The observations challenging the worldview, which I imbibed from the culture I grew up in and inherited from my academic teachers, came from many different areas and sources. Most of this information was drawn from extraordinary experiences reported by my clients undergoing psychedelic therapy, participants in our Holotropic Breathwork workshops and training, and people undergoing spiritual emergency. A critical factor in the transformation of my worldview were the holotropic experiences of various kinds that I experienced myself and those that my wife, Christina, shared with me.
However, not all of the evidence involved in the profound change of my worldview was directly related to special states of consciousness. Over the years, many extraordinary things happened in our everyday life that have significantly contributed to this transformation. These included remarkable encounters and experiences with shamans of different cultures, renowned spiritual teachers and psychics, as well as many astonishing coincidences and synchronicities. The common denominator of all these events was the fact that they should not have happened if the universe were the way traditional science portrays it—a strictly deterministic material system governed by chains of causes and effects.
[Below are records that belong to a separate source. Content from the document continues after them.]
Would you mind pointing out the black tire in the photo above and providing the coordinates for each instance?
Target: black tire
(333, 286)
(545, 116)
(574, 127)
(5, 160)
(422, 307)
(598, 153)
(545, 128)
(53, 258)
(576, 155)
This is what inspired the title of this book.
When the Impossible Happens: Adventures in Non-Ordinary Realities
is a collection of stories describing various events in my professional and personal life that forced me to abandon my skeptical and materialistic scientific perspective on life and embrace the Eastern spiritual philosophies and mystical teachings of the world. They also generated in me great respect for the ritual and spiritual life and for the healing traditions of native cultures that Western science dismisses as products of primitive superstition. I am aware of the fact that reading these stories will not convey the full power of the actual real-life experiences that they describe. However, I hope that in their totality they will give the reader a taste of the reenchantment of the universe that they brought into my own life.
The first part of the book consists of stories that involve what C.G. Jung described as
synchronicity—highly
implausible coincidences that cannot be explained by the principle of linear causality, the principle that is the cornerstone of Western scientific thinking. By showing that the world of matter can enter into playful interaction with the human psyche, the existence of synchronicities undermines the very foundations of the Cartesian-Newtonian paradigm and of the monistic materialistic worldview. It abolishes the basic metaphysical assumptions held by the Western academic community that consciousness and matter are two separate entities, that matter is primary and consciousness its epiphenomenon, and that the events in the world are governed exclusively by chains of causes and effects.